A diagnosis of fibromyalgia is made when there is widespread pain lasting for at least 3 months accompanied by tenderness at discrete locations (Fig. 1). Tender points are palpated with the thumb, using sufficient force to cause blanching of the nailbed. To be eligible for research studies, patients must have at least 11 tender points of a possible 18 but, in practice, the diagnosis can be made in patients with fewer tender points if there is widespread pain and many of the other characteristic symptoms.3 Patients with fibromyalgia are often tender all over; the presence of tenderness other than at the classic locations does not exclude the diagnosis.
A diagnosis of fibromyalgia does not preclude the need to investigate the presence of other conditions. The physician should make this diagnosis with reluctance in an older patient without a long history of musculoskeletal symptoms. The cause of fibromyalgia is unknown, and its relation to preceding trauma, such as motor vehicle accidents, is controversial.3 Some recent reports4,5 suggest an association with prior physical or sexual abuse.

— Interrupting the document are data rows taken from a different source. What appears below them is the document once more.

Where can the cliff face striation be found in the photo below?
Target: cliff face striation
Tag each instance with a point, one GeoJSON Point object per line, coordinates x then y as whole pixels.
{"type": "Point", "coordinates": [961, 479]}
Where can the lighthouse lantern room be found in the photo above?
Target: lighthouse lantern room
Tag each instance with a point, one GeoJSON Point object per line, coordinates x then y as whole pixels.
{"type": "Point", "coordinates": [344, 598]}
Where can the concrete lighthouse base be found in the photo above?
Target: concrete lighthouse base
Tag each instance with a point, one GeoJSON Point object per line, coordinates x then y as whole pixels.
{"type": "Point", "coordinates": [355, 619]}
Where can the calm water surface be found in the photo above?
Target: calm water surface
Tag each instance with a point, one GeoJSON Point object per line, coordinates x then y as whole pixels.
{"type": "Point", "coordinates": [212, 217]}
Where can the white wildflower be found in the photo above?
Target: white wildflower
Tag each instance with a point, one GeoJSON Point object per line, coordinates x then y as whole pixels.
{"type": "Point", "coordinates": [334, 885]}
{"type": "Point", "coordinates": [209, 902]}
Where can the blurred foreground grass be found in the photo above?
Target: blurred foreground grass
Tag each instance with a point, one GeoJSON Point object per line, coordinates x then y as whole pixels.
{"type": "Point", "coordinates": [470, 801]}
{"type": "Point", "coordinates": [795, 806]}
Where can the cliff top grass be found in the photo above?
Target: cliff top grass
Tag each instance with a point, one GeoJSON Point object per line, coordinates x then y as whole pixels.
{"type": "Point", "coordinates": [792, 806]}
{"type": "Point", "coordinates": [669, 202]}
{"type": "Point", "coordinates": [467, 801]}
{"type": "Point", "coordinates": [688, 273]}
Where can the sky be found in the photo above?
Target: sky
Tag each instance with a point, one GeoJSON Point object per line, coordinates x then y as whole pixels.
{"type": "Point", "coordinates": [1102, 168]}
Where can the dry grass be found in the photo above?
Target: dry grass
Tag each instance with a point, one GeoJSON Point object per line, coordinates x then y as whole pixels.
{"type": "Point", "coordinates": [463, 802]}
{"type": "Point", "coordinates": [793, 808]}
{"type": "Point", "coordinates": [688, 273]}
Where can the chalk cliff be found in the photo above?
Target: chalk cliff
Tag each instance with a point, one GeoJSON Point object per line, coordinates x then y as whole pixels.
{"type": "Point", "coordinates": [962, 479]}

Current approaches to treatment are often unsatisfactory (Table 3). When fibromyalgia is associated with another rheumatic disorder, treatment for the second disorder typically does not improve the fibromyalgia. Many patients can be helped by encouragement and reassurance, regular aerobic exercise and improvement of sleep. However, patients with fibromyalgia tend to remain symptomatic at unchanged levels for many years. Most, if not all, should be encouraged to continue working and to maintain regular social activities despite their symptoms. Whether disability benefits should be granted for a diagnosis of fibromyalgia is an unresolved issue.3 Myopathies Idiopathic inflammatory myopathies, such as dermatomyositis and polymyositis, typically cause proximal muscle weakness rather than pain, although pain is sometimes prominent, particularly if there is associated joint inflammation. A careful history and examination will usually permit the practitioner to distinguish between true muscle weakness and weakness due to pain. Muscle pain may be significant in myopathies secondary to toxins or drugs such as cholesterol-lowering agents or colchicine. Hypothyroidism sometimes presents as a myopathy, with proximal muscle weakness and an elevated creatine phosphokinase level, or as generalized myalgia with normal muscle enzymes. Connective tissue diseases and rheumatoid arthritis These conditions are discussed more fully in a previously published article in this series by Alice Klinkhoff.6 In the elderly, rheumatoid arthritis may start with typical polymyalgia rheumatica symptoms (see later). Symmetrical synovial swelling may then appear weeks or months later. Polymyalgia rheumatica
Polymyalgia rheumatica (PMR) is an idiopathic disorder affecting people over the age of 50 years. It is characterized by the presence of inflammation in joints7 and other synovial structures.8 Patients with PMR have widespread pain and stiffness (as was the case for Mrs. S), which is most severe at the limb girdles, neck and low back. Constitutional symptoms such as fatigue, malaise, fevers and weight loss are often prominent and may occasionally obscure the musculoskeletal complaints. Fatigue and malaise may lead to a diagnosis of depression. Physical findings include pain at the extremes of movement of the shoulders, hips and knees; some patients cannot raise their arms over their head because of the pain. There may be synovial swelling or effusions at fingers, wrists and knees and, occasionally, pitting edema of the hands or feet.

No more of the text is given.